Arthur Trælnes was born in 2002 in Lausanne. He began learning the violin at the age of 6 and, at 16, joined the Haute École de Musique de Lausanne (HEMU) in Gyula Stuller’s class, where he completed his Bachelor’s degree in 2022. He then joined the class of Alexander Kerr (former concertmaster of the Royal Concertgebouw Orchestra, Amsterdam) at the Jacobs School of Music at Indiana University (Bloomington, USA), where he earned a Solo Performance Diploma in 2023 and continued with Master’s studies.
Arthur has won numerous prizes in national and international competitions as a soloist, including 3rd Prize and the Audience Prize at the Tibor Varga Junior Competition in 2018, which led to an invitation from Gidon Kremer to perform as a soloist with his orchestra in Latvia. He also won 1st Prize at the International Violin and Orchestra Competition “Premio Rotary per la Musica” in Novi Ligure, Italy (2019), 4th Prize at the Tibor Varga Competition (2021), the Contemporary Music Prize at the Spohr Competition in Weimar in 2022, and 3rd Prize at the Franco Gulli Competition in Rome in 2024.
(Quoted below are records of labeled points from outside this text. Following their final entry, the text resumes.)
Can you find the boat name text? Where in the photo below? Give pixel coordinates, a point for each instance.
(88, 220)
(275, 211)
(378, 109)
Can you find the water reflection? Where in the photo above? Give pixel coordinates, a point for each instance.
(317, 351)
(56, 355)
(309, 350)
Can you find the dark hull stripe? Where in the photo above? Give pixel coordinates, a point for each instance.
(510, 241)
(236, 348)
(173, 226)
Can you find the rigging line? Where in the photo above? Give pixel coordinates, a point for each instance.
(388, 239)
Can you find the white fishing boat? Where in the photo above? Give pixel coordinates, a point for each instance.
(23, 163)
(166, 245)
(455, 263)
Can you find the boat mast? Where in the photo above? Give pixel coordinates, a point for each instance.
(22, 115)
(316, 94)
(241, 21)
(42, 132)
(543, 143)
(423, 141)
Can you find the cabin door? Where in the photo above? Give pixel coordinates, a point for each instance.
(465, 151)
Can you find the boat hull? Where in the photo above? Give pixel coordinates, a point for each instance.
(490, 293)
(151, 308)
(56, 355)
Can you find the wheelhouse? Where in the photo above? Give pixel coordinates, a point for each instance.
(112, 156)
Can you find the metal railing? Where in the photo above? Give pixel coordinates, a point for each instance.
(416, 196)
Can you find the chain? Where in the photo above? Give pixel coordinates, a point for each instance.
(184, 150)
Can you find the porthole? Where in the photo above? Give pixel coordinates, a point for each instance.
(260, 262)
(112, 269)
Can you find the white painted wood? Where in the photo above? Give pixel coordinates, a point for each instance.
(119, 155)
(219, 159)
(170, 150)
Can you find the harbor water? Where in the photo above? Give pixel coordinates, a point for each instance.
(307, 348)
Arthur has performed as a soloist multiple times in Switzerland, Germany, Georgia, Italy, Latvia, and the United States. He served as concertmaster of the Verbier Festival Orchestra from 2022 to 2024, working closely with renowned conductors such as Simon Rattle, Gianandrea Noseda, Klaus Mäkelä, and Lahav Shani. He has also been a member of the Verbier Festival Chamber Orchestra since 2023.
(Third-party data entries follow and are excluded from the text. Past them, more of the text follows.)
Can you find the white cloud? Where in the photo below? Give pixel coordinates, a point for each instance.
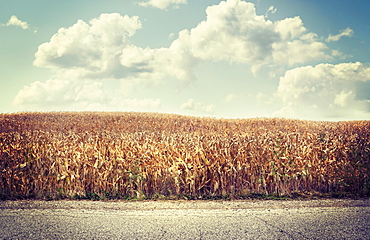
(234, 32)
(14, 21)
(102, 49)
(233, 97)
(91, 48)
(326, 89)
(272, 9)
(348, 32)
(76, 95)
(197, 106)
(162, 4)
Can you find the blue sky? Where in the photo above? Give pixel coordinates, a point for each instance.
(224, 59)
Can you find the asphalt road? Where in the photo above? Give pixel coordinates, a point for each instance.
(184, 220)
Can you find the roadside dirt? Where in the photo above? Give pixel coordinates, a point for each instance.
(182, 204)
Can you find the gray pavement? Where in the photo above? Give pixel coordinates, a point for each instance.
(185, 220)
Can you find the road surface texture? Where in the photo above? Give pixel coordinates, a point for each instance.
(313, 219)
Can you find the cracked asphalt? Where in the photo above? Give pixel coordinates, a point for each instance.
(314, 219)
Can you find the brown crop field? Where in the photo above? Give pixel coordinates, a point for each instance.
(101, 155)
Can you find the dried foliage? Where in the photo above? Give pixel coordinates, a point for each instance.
(148, 155)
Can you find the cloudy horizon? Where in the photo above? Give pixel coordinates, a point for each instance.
(225, 59)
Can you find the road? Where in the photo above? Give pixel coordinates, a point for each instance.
(333, 219)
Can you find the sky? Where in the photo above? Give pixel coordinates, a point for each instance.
(301, 59)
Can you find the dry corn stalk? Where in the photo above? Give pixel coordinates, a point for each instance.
(149, 155)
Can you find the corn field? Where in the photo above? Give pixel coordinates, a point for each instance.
(149, 156)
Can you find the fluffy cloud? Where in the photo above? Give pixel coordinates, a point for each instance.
(162, 4)
(93, 49)
(102, 49)
(348, 32)
(14, 21)
(197, 106)
(234, 32)
(72, 95)
(330, 90)
(271, 9)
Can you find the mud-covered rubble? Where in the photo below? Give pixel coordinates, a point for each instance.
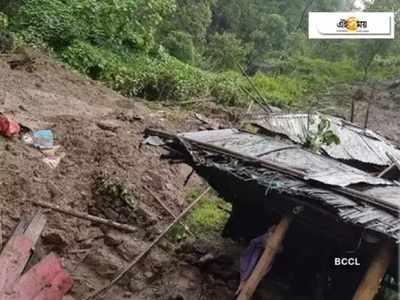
(103, 173)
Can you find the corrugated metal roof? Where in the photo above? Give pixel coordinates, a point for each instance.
(317, 167)
(357, 144)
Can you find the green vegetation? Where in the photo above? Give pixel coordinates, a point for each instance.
(323, 135)
(206, 220)
(173, 50)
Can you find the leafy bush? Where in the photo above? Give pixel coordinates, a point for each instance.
(180, 45)
(127, 24)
He is regularly invited to participate in masterclasses, including at the Kronberg Academy Festival in 2021 (with Kolja Blacher) and at the Thuringian State Music Academy in Sondershausen (with Friedemann Eichhorn) in 2022, where he performed Tchaikovsky’s Concerto with orchestra. In November 2024, he performed Mozart’s 5th Concerto with orchestra at Carnegie Hall in New York during a masterclass with Maxim Vengerov.
Arthur plays a Giovanni Battista Ceruti violin from 1797 (Cremona, Italy). During the 2023 edition of the Verbier Festival, he had the opportunity to perform on a Stradivarius (“Hrimali,” 1712).
He also regularly performs as a jazz violinist, notably with his quintet Crome, which has already released two albums (Komorebi, 2020, and Oneiroi, 2023).